Fake News?
In this blog post, I will develop and asses a fake news classifier
Making a data set
After reading in the data, I created a function that removes stop words (as, the, of, etc.) using nltk.corpus. The function also returns a dataset with title and text of an article as the inputs and fake as the output.
from nltk.corpus import stopwords
stop = stopwords.words('english')
def make_dataset(inpdata):
inpdata["title"] = inpdata["title"].apply(lambda x: ' '.join([word for word in x.split() if word not in (stop)]))
inpdata['text'] = inpdata['text'].apply(lambda x: ' '.join([word for word in x.split() if word not in (stop)]))
data = tf.data.Dataset.from_tensor_slices(
( # dictionary for input data/features
{ "title": inpdata[["title"]],
"text": inpdata[["text"]]
},
# dictionary for output data/labels
{ "fake": inpdata["fake"] #single brackets will return one column, two brackets will return a full df
}
)
)
return data.batch(100)
Validation
Then I split 20% of the dataset I made to use for validation.
mydata = make_dataset(mydata)
mydata = mydata.shuffle(buffer_size = len(mydata))
train_size = int(0.8*len(mydata))
val_size = int(0.2*len(mydata)) #20% validation
train = mydata.take(train_size)
val = mydata.skip(train_size).take(val_size)
Base Rate
In order to determine the base rate, I start by creating an iterator to evaluate the labels on the training data
labels_iterator= train.unbatch().map(lambda dict_title_text, label: label).as_numpy_iterator()
Then I create two integers. Depending on value in the label, fake, one of these integer variables will increase. This keeps track of how many fake and real articles there are. This will be used to determine the accuracy of the model (the base rate).
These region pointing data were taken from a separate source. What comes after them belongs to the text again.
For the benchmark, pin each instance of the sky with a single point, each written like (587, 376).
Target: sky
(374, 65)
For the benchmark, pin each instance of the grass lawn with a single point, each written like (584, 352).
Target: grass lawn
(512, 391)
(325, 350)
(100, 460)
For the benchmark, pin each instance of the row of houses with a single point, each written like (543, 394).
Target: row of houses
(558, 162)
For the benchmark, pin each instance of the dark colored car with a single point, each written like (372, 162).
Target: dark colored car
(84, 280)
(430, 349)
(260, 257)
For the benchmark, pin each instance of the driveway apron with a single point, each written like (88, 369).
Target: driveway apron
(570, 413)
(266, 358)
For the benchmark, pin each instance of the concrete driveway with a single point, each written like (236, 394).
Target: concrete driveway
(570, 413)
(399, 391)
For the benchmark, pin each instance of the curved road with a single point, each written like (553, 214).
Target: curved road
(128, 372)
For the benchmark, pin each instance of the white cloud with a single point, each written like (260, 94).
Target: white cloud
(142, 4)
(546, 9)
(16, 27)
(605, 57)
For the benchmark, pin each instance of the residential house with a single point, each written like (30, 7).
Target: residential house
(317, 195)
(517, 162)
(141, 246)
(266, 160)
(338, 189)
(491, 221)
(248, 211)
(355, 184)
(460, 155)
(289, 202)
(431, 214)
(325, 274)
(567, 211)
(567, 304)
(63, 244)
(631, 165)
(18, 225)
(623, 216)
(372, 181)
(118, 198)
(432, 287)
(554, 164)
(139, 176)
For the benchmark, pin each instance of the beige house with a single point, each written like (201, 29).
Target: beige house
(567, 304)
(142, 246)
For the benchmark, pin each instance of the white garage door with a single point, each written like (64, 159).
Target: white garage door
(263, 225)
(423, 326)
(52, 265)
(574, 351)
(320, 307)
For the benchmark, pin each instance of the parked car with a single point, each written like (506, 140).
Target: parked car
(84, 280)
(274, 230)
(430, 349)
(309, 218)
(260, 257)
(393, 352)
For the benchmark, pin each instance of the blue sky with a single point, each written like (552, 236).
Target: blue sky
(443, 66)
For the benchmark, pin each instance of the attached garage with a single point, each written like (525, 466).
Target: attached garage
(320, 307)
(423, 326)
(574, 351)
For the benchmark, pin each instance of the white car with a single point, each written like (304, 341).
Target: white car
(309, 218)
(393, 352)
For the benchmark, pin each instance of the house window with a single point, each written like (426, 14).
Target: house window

first_num = 0 #create an int
sec_num = 0 #create an int
for i in labels_iterator:
if i["fake"]==0: #if its not fake, increase the value of the first int
first_num+=1
else: #if its fake, increase the value of the second int
sec_num+=1
Text Vectorization
#preparing a text vectorization layer for tf model
size_vocabulary = 2000
def standardization(input_data):
lowercase = tf.strings.lower(input_data)
no_punctuation = tf.strings.regex_replace(lowercase,
'[%s]' % re.escape(string.punctuation),'')
return no_punctuation
title_vectorize_layer = TextVectorization(
standardize=standardization,
max_tokens=size_vocabulary, # only consider this many words
output_mode='int',
output_sequence_length=500)
title_vectorize_layer.adapt(train.map(lambda x, y: x["title"]))
First Model - Using article titles to detect fake news
To start my first model, I defined the inputs. This model will just take the article title as input.
# inputs
titles_input = keras.Input(
shape = (1,),
name = "title",
dtype = "string"
)
Next, I created the layers needed for processing the titles
titles_features = title_vectorize_layer(titles_input)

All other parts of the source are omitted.